Carl was a contributor to Country Song Roundup magazine in its Coast-to-Coast Roundup section of the magazine during 1954. He would report what was going on in North Carolina with country music. Carl also wrote many tunes:
In the early 1990s, Carl assembled a new group of Rambling Mountaineers made up of young pickers that included Danny Arms on mandolin, Brett Dalton on banjo, and Jim Clark on bass (one of many with that name). One compact disc, Thank the Lord for Everything, came out in 1994 on the Minnesota-based Pure White Dove label.
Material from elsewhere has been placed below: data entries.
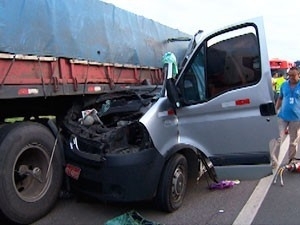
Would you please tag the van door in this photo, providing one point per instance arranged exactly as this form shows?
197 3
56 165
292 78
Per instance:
228 111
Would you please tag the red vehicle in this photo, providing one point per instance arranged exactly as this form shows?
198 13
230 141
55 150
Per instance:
280 66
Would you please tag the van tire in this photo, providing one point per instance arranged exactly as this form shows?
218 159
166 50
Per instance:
26 194
173 184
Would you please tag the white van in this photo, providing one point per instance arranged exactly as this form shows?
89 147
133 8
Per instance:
218 114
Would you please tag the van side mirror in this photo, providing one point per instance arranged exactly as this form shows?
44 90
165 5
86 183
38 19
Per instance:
171 70
172 93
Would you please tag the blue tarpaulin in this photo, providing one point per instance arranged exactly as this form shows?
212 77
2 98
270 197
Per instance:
85 29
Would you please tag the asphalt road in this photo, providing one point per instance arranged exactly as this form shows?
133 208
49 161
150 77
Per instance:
257 202
201 206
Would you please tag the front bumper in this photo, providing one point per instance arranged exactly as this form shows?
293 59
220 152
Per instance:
119 177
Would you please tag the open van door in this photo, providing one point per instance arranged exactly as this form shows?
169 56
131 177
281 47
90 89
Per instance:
226 101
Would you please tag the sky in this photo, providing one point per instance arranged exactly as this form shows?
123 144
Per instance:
281 18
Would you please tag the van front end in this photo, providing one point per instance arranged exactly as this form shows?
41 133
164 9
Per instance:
109 153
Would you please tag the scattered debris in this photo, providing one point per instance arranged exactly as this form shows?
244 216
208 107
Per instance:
224 184
132 218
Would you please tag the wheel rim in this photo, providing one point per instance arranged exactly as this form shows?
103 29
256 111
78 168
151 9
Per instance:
178 184
30 178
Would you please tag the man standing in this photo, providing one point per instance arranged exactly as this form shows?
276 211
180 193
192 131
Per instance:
288 103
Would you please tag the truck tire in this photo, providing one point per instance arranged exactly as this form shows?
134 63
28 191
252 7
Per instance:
173 184
26 193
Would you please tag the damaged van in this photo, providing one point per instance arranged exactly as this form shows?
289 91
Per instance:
216 115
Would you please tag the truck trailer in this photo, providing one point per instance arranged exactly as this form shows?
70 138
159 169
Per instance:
93 102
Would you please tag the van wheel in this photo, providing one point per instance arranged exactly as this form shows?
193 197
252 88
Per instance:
27 192
173 184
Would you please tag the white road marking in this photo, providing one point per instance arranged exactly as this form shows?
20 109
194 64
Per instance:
250 209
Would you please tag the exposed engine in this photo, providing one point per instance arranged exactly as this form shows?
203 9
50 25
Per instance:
109 124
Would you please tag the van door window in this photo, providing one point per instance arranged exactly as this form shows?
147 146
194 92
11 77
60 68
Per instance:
232 62
193 82
223 63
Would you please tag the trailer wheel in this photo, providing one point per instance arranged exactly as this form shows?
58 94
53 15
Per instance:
27 192
173 184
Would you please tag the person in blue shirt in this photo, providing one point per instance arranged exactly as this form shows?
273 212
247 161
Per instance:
288 104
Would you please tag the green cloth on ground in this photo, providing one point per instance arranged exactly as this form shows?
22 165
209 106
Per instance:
130 218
The last time I talked with Carl via phone, he was quite excited about it and rightly so. The next call a few months later came from former Rambling Mountaineer Harold Austin who informed me that Carl had just died on March 31, 1995. When inducted into the Bluegrass Hall of Honor in 2007, widow Helen Story accepted his plaque. Helen kept the band together for a year or so afterward. She soon married Lloyd Bell (sister of Bonnie Lou Moore) and not long after was widowed again. A chapter on Carl appeared in my book Folk Music in Overdrive: A Primer on Traditional Country and Bluegrass Music (Knoxville, 2018), by which time Bear Family in 2011 had released a four CD box set containing his entire pre-1960 output. In all a nice achievement for a nearly sixty-year career for a musician who never had a single hit on the Billboard charts.